Non è che l’andrologo sia un mestiere del…beh si è capito

Qualche tempo fa fece discutere la proposta di ridurre l’iva sugli assorbenti. La sintesi della discussione che ne scaturì fu: Ahahah.

È possibile che, delle volte, il dibattito sociale in questo Paese assuma livelli da conversazione da alunni delle scuole medie.

Senza dimenticare, inoltre, l’esistenza di fondo di un certo sessismo serpeggiante, quantunque ciò venga negato. Anche da parte delle donne, da alcune delle quali ho sentito dire Io non mi sento discriminata e poi non la voglio la parità, a me sta bene che un uomo mi apra la porta o mi offra la cena.

Non è proprio così che funziona, avrei voluto dire, e la galanteria è un conto e le discriminazioni un altro.
Ma chi sono io per far crollare le convinzioni altrui?

Anche perché, e vengo al vero oggetto del mio discorso, trovo che si parli troppo di donne!
E anche di uomini, a dire il vero, ma nel modo sbagliato.

Si parla mai delle difficoltà connesse all’essere nati con un affare tra le gambe?

Innanzitutto è un attira-colpi.
Da questo punto di vista per scomodità è secondo soltanto al dito piccolo del piede.

Tutti gli sport con la palla sono un pericolo.

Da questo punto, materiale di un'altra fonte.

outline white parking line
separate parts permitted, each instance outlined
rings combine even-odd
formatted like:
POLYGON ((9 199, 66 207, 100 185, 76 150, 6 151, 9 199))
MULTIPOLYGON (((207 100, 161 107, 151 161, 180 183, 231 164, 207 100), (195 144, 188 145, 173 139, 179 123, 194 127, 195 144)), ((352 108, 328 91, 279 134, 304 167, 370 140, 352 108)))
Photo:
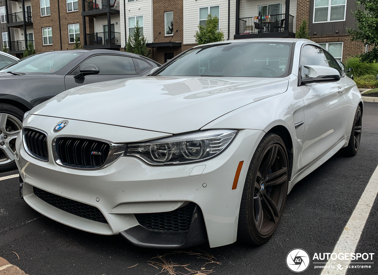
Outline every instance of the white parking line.
POLYGON ((12 179, 14 177, 17 177, 19 176, 19 174, 16 174, 15 175, 11 175, 10 176, 7 176, 6 177, 0 177, 0 180, 7 180, 8 179, 12 179))
MULTIPOLYGON (((338 255, 339 253, 351 253, 353 252, 361 253, 374 253, 374 251, 364 251, 356 252, 355 251, 377 193, 378 193, 378 166, 375 168, 373 175, 372 175, 372 177, 370 178, 370 180, 365 188, 365 191, 363 193, 359 200, 358 201, 358 203, 356 206, 352 215, 345 226, 344 230, 333 249, 333 253, 336 253, 338 255)), ((375 256, 376 257, 376 255, 375 255, 375 256)), ((350 258, 350 257, 349 258, 350 258)), ((359 259, 359 260, 360 261, 361 261, 361 259, 359 259)), ((369 260, 371 260, 370 256, 369 260)), ((335 268, 325 268, 321 275, 345 274, 347 270, 345 267, 345 266, 349 265, 350 263, 350 260, 340 260, 339 259, 337 259, 336 260, 338 262, 336 263, 337 264, 335 268), (337 267, 337 265, 339 264, 341 265, 341 267, 342 267, 341 270, 337 267)), ((335 261, 334 259, 331 260, 330 258, 326 265, 329 266, 331 263, 331 261, 334 262, 335 261)), ((356 270, 355 269, 354 270, 356 270)))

Ricordo quando una volta, giocando a calcetto, volli esibirmi in uno stop volante di petto. Saltai incontro al pallone con le braccia all’indietro e il petto proteso in avanti come un piccione in amore. Ero il Nureyev del calcio a cinque.

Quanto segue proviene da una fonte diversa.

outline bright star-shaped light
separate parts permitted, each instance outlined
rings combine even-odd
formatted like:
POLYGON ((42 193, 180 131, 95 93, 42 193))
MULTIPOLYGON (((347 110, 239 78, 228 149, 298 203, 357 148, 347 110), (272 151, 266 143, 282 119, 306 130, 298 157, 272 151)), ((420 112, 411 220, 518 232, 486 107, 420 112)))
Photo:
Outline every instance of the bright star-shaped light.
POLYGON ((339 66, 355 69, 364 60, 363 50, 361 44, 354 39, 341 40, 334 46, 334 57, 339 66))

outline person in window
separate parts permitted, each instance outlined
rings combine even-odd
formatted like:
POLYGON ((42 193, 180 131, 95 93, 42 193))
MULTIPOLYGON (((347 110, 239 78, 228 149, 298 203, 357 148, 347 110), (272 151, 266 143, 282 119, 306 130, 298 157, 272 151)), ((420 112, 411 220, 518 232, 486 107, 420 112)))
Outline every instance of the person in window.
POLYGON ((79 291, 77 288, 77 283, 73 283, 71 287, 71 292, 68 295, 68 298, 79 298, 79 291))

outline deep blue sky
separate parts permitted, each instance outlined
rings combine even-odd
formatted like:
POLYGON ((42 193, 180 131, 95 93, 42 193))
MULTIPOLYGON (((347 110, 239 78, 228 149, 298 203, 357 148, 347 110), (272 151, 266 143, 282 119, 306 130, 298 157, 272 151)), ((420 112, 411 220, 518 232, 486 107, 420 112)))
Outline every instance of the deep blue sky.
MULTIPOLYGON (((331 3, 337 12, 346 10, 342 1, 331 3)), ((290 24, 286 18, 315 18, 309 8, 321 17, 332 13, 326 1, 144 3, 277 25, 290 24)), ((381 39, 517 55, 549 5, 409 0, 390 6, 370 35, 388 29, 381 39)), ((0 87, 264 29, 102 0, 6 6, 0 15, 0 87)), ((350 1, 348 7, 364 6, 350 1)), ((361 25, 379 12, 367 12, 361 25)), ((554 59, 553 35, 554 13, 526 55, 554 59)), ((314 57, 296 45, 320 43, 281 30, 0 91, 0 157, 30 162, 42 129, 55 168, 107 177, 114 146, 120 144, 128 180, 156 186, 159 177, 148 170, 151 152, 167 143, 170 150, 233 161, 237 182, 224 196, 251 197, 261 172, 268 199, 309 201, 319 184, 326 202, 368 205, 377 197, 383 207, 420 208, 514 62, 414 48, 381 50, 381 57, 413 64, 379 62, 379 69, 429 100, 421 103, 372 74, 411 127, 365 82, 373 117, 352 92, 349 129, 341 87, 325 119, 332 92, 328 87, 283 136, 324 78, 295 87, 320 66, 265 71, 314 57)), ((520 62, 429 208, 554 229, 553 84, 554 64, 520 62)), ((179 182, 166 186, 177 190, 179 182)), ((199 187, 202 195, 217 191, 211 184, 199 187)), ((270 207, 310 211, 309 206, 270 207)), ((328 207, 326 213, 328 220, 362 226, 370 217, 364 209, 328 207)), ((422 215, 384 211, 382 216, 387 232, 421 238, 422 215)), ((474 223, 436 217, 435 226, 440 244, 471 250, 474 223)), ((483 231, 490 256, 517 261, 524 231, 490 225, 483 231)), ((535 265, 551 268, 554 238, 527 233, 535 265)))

Peccato che calcolai male la distanza o forse la velocità della palla, fatto sta che stoppai sì la palla ma con le parti basse.

Mentre mi contorcevo sul suolo, prima di svenire sentii qualcuno dire Dai gioca gioca, non si è fatto niente!. Io gli augurai di uscire dal campo con i piedi davanti e poi persi i sensi.

L’altra problematica connessa all’essere fallodotati è la pressione sociale che gli ruota intorno.

Si vive ossessionati dall’eterno ritorno del discorso sulle dimensioni, su cui spesso si bara.

L’ho fatto anche io.

Avevo 14 anni, frequentavo le chat di Napster.


Napster era un programma di file sharing, sorto nell’era del 56k. Per tirare giù una canzone ci volevano un paio di ore, spesso succedeva che il download saltasse quando il file era al 99% e lì partivano invocazioni ad Anubi.
Il logo era un gatto con le cuffie. Non poteva che attirare la mia attenzione, quindi.


Molti che si aggiravano lì esordivano pubblicizzando dimensioni equine: al che mi dissi, chi son io per esser da meno?

Quindi dicevo sempre di avere 30.
Anni.

L’uomo maturo cuccava di più dell’elefante o presunto tale. Poi però alla fine dovevo rivelare di essere un adolescente col baffo da portoricano e mi bloccavano dai messaggi privati.

L’affare maschile reca con sé, inoltre, tutta una serie di problematiche fisiologiche.

Al mattino svuotare la vescica quando ci si è appena svegliati è difficile, causa una certa riottosità da parte dell’organo a porsi in posizione di riposo.

D’altro canto, tale riottosità è compianta quando vien meno nei momenti meno indicati. E se un uomo dirà alla propria partner Non era mai successo, vorrà dire che è già successo.

C’è un altro motivo per cui è scomodo: a volte va fuori posto.
Le donne non comprendono perché gli uomini stiano sempre a sistemarsi lì, alcuni apertamente, altri facendo finta di ravanare nelle tasche in cerca di qualcosa che non c’è. Altri ancora, lo fanno i più discreti come me, si esibiscono in camminate strane, di cui ne esistono due varianti:
– il cowboy che si è fatto la pipì addosso
– il soldato in marcia durante una parata.

Il motivo è che coi pantaloni, soprattutto coi jeans che sono un tessuto meno elastico, è veramente scomodo quando il nostro amico finisce fuori posto.
Gli scozzesi avevano capito tutto col kilt.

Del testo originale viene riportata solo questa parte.